In this section, the code chunks are not created for you. Create a new code chunk below each problem and before the next to put your code for that problem. If the problem asks you questions that you should answer in words instead of code, write your answers in text below the problem rather than as comments in the code.

  1. Plot per-capita GDP versus life expectancy for Colombia as a line, points, or both. Give the plot appropriate axis labels and a title. Try out a few themes and use a theme you like. Set the color and transparency of the line/points.

  2. Plot per-capita GDP over time for Argentina, El Salvador, and Uruguay before 1990. Make the plot three different ways: first plot all three countries on the same plot, then use facet_wrap() to plot each country in its own subplot, then use facet_grid(). Comment on which plot settings you need for each plot, if there are any that differ between the two plots. Also comment on what happens if you omit the facet_wrap argument scales = "free".

  3. Combine pivoting and facet_grid() to make a plot with 9 subplots in a 3x3 grid, where the columns are country (Japan, China, or South Korea), the rows are variables (life expectancy, population, or per-capita GDP), and the x-axis is time. Use scales = "free_y" as an argument to facet_grid(). Your plot should look something like this:

Take your time with this. Break the problem down into steps. Identify at least one step you’ll have to do, and then work backwards or forwards from there: What do I need to do in order to be able to do that step? What will I do once I have that step?
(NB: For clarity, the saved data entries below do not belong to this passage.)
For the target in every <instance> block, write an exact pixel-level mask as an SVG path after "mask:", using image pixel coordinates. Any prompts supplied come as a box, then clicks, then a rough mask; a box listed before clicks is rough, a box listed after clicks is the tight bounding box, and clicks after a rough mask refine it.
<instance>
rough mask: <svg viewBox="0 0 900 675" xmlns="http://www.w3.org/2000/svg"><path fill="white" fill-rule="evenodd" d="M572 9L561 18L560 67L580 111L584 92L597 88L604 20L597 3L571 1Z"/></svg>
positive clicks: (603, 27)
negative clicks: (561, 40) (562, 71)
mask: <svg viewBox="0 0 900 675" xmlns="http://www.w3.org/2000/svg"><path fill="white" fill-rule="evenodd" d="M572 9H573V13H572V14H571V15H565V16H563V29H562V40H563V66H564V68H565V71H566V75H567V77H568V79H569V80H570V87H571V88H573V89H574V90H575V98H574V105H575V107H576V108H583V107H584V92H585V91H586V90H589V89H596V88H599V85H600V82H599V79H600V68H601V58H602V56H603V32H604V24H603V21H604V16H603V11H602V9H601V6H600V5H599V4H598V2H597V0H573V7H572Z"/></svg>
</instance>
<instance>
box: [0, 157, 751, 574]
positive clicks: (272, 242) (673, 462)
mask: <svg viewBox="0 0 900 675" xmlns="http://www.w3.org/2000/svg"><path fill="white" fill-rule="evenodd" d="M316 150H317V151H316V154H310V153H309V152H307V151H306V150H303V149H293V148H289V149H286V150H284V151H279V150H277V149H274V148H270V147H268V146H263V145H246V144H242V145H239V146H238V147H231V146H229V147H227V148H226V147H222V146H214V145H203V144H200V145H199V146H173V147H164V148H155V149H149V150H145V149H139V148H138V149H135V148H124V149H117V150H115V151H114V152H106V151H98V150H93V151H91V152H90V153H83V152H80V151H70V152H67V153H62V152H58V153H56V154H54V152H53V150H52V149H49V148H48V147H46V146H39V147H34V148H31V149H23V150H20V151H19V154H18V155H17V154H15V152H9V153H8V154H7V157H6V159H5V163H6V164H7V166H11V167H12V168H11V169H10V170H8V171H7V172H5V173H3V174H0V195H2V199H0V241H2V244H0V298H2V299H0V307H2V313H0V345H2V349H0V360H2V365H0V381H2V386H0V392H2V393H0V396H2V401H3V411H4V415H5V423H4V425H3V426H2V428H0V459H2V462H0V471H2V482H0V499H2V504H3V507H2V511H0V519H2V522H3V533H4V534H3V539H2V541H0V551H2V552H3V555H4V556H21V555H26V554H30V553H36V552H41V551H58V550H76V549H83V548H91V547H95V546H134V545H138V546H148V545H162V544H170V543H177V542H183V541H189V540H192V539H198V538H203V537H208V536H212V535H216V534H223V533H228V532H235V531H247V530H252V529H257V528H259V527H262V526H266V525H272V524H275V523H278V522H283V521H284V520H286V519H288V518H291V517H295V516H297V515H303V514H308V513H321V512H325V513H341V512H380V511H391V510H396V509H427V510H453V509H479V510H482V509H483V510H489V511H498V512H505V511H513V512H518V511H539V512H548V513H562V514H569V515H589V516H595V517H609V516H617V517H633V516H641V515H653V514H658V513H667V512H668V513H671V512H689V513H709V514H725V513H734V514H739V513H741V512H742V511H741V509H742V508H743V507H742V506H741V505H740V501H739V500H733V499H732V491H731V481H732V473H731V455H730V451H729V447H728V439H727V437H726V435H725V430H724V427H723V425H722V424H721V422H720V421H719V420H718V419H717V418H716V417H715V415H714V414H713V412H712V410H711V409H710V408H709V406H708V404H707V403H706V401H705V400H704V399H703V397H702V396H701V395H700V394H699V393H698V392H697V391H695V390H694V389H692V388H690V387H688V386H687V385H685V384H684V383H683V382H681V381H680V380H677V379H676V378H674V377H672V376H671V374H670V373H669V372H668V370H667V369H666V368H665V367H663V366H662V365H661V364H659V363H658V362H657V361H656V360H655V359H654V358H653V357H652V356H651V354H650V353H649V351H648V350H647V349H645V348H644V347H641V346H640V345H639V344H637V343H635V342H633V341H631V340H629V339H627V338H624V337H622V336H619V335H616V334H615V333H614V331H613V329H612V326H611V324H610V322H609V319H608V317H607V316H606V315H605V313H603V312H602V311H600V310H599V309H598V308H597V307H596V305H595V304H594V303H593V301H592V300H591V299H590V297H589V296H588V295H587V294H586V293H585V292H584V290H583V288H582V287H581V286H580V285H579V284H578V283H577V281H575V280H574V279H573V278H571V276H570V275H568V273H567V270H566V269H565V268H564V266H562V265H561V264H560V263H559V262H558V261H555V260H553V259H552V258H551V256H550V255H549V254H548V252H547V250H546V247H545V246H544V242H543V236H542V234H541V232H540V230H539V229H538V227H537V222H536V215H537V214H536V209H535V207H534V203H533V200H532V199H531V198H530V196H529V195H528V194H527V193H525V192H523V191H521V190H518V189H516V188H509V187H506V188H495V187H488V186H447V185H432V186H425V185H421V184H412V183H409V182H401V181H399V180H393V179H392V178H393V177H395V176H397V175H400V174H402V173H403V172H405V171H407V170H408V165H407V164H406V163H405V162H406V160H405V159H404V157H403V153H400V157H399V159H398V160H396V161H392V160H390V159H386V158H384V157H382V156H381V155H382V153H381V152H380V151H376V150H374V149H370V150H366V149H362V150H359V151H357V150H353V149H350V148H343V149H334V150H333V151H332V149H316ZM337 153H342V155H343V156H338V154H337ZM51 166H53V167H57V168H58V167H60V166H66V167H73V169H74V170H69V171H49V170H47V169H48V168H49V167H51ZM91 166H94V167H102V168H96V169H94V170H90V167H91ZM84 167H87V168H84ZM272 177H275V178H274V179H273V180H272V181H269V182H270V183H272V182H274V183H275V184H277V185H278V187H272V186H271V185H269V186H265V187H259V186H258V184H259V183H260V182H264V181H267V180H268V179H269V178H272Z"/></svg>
If you have time, here are further extensions you can try with this plot:

  • Improve the axis labels, theme, and/or other features.
  • Scale the variables so that the y-axis scales are nicer or more easily readable.
  • What could you do to get the variables to be labeld in the plot as “Population”, “LifeExpectancy”, and “GDPperCapita”? (If you want, you can go further and try to make them “Population”, “Life Expectancy”, and “GDP per Capita” and even add units.)
  • Try using scales = "free" in facet_grid. Does it do what you expect? Try replacing facet_grid(..., scales = "free") with ggh4x::facet_grid2(..., scales = "free_y", independent = "y"), i.e. use the facet_grid2() function from the ggh4x package, and see how you like it.